Probabilistische Spamfilter: Welches Zeitfenster?

Josef 'Jupp' SCHUGT jupp at gmx.de
Fr Feb 17 22:25:17 CET 2006


Hi!

At Thu, 16 Feb 2006 15:36:59 +0100, Rolf Kutz wrote:

>   Train only errors!  This is called TOE training.
>   (TOE :== Train Only Errors) It's not necessary to
>   train near-misses; experiments show that the
>   performance increase on training near misses is
>   miniscule at best, and may be negative at times.
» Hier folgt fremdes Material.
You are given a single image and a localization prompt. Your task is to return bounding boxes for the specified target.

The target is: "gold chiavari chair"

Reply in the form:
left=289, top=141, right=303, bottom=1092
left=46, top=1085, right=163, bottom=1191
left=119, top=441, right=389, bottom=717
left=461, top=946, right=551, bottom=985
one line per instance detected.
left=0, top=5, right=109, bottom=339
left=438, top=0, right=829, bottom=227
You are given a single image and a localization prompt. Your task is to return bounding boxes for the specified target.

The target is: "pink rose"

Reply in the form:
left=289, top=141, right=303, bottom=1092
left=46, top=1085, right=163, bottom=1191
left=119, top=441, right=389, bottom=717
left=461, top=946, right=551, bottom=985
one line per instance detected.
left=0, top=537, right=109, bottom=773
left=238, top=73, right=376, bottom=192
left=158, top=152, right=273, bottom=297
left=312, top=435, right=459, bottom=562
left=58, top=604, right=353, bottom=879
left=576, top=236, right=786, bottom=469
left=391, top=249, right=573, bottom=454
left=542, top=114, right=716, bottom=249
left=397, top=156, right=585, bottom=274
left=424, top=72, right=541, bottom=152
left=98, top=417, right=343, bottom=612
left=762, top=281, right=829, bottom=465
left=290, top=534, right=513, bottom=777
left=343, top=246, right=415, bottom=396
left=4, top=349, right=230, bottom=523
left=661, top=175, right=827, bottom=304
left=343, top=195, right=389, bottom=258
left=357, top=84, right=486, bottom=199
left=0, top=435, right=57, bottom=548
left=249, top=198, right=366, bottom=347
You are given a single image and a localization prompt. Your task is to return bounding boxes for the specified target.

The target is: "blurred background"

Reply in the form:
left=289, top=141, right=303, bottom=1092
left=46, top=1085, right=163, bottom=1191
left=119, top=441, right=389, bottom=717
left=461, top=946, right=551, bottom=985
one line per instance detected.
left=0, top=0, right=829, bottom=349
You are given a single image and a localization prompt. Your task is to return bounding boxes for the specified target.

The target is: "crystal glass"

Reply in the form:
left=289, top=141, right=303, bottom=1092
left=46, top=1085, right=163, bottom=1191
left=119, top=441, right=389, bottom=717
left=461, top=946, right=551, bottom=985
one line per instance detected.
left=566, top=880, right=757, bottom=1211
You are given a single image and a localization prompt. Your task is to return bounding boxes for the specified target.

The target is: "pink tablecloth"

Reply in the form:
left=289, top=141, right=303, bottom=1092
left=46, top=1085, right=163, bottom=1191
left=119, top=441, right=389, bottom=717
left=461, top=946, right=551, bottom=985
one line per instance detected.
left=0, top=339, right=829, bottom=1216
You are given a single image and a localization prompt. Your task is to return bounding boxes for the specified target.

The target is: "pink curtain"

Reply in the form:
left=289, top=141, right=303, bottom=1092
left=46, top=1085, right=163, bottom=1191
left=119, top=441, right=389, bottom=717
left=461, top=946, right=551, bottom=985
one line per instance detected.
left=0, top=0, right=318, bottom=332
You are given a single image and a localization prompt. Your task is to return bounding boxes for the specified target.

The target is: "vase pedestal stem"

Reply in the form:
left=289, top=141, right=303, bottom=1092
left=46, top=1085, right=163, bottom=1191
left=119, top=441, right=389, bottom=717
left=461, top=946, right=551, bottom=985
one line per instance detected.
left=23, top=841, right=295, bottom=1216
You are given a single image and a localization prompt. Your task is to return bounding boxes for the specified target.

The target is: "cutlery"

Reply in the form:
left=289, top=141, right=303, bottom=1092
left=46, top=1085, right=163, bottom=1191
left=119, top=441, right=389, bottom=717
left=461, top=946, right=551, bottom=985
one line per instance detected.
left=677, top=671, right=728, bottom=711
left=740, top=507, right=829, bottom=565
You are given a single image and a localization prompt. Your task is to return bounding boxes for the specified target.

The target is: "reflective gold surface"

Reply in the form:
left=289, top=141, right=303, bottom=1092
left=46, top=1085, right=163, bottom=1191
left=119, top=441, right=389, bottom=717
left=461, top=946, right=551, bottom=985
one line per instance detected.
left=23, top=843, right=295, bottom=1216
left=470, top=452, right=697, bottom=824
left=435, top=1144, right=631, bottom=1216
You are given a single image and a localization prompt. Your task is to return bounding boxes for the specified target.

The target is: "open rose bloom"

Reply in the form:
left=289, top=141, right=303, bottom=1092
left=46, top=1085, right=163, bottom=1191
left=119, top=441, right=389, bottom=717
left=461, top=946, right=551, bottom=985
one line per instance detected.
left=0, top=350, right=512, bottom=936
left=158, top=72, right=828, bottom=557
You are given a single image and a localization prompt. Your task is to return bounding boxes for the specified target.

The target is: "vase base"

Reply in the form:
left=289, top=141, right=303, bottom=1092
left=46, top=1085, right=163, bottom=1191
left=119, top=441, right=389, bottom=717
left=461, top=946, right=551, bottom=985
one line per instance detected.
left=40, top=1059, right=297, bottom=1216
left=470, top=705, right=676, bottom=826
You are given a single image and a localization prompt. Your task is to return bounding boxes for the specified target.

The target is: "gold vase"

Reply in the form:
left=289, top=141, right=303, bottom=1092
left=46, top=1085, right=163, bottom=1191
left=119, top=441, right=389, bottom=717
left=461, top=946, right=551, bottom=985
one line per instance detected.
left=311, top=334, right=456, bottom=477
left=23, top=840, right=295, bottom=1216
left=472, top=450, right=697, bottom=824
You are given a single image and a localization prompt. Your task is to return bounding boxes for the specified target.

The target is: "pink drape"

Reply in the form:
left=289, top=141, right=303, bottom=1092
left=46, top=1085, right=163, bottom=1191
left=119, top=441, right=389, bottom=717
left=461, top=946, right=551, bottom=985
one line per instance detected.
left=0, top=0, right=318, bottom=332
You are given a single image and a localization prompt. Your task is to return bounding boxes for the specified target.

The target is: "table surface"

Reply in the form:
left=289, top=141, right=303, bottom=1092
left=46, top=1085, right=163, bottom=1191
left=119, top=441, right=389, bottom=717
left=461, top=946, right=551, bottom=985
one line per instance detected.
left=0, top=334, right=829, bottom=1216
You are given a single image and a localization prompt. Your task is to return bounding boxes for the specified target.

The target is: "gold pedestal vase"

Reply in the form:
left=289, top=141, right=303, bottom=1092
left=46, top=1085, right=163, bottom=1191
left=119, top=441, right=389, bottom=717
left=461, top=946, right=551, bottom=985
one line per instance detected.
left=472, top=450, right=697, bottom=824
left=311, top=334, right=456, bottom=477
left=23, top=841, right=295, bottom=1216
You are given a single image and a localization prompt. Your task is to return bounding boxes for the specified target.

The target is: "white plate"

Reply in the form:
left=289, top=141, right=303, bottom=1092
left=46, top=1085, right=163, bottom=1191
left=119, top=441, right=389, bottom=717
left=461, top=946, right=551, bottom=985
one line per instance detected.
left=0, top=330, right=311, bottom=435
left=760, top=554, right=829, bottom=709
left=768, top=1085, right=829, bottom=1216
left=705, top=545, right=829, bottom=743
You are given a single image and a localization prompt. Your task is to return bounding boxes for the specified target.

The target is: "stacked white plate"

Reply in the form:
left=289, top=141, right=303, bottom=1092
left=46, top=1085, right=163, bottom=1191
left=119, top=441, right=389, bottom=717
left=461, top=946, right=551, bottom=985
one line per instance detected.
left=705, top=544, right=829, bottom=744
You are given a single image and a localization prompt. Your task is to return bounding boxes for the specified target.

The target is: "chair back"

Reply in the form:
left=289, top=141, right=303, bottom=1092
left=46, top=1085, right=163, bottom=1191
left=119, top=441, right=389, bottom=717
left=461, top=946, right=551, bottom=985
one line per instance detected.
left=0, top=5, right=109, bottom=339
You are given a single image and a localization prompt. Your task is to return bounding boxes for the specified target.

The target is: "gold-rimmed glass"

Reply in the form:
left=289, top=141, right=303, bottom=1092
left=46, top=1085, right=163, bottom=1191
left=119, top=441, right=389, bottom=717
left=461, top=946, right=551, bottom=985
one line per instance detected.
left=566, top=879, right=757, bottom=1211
Das ist so weit ich es überblicke für meinen Vorschlag nicht
relevant. Es geht mir nicht darum, den Spamfilter ständig mit einer
neuen Datenbasis zu initialisieren sondern nach dem Motto "Weniger ist
mehr" darum, nicht mehr aktuelle Informationen kontrolliert aus der
Datenbasis zu entfernen.

Gegen eine häufige Initialisierung des Spamfilters spricht schon
allein die Tatsache, dass "qsf" auf meinem (langsamen) Rechner hierfür
mehrere Stunden benötigt. Der Grund hierfür findet sich in der Datei
"train.c" im Kommentar zu "int spam_train(opts_t opts)":

    Train the database by repeatedly classifying the contents of two
    mail folders as spam or non-spam, then updating the database for
    those messages that get incorrectly classified.

Dieses automatische Kaizen wirft auch die Frage auf, ob die Empfehlung
des TOE für qsf zutreffend ist.

Josef 'Jupp' Schugt
-- 
Let the origin be the middle of the earth, p(x,r) be the probability
density for finding person x at distance r. Make sure that a permanent
solution of int_0^R p(x,r) dr < 1 exists for R being the instantanous
value of the distance between earth and mars.